Suara kecil Abigail yang sedikit terisak membuat Esther sedikit tertawa lalu, ia
kembali menenangkan nya karena rasa bersalah telah membuatnya menangis. Namun, rasa
bangga karena telah membuka hati kecil Abigail ini, ia kembali tersenyum tulus menatap
Abigail.
Abigail mengangguk dan menatap kembali Esther dengan mata bengkak nya, lalu
memukul pelan bahunya.
“Iya.. aku tahu.
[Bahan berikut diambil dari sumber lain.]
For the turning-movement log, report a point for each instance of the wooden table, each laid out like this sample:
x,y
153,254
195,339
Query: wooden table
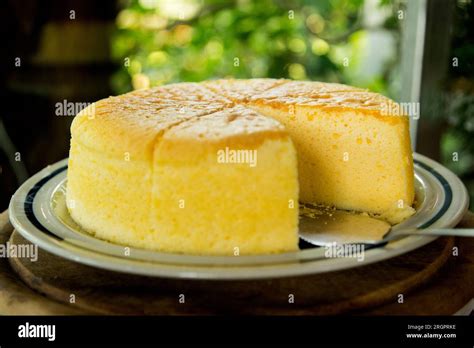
x,y
437,279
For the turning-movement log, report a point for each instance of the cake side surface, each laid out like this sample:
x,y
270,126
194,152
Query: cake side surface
x,y
225,183
110,160
350,154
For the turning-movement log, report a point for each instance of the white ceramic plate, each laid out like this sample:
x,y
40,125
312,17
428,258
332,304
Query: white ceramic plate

Karena mulai sekarang, kamu adalah tempat cerita ku.”
Semenjak itu, mereka berteman baik dan berbagi cerita bersama-sama, hingga
terkadang orang yang mencuri perhatiannya melihat Abigail yang awalnya terlihat sangat
pendiam itu,sekarang terlihat lebih ceria ketika bersama dengan Esther yang secara misterius
bisa membuka hati si Abigail. Abigail juga tidak meninggalkan hobinya, menggambar. Esther
terkadang senang mengomentari gambaran Abigail dan Abigail pun terkadang selalu
memperbaikinya sesuai saran Esther.
“Esther?”
Esther menoleh dan memandang Abigail yang memanggil nya dengan intonasi
nada yang lebih lembut dibandingkan ketika mereka masih awal bertemu.
“Hm?”
Siapa sangka, Abigail pun untuk pertama kalinya tersenyum dan menjawab
Esther,
Esther sempat terkejut melihat senyuman Abigail untuk pertama kalinya, namun
ia langsung membalasnya dengan senyuman dan mengangguk seolah-olah mengatakan
‘sama-sama’ kepada Abigail. Mereka pun kembali berjalan bersama-sama, untuk selamanya.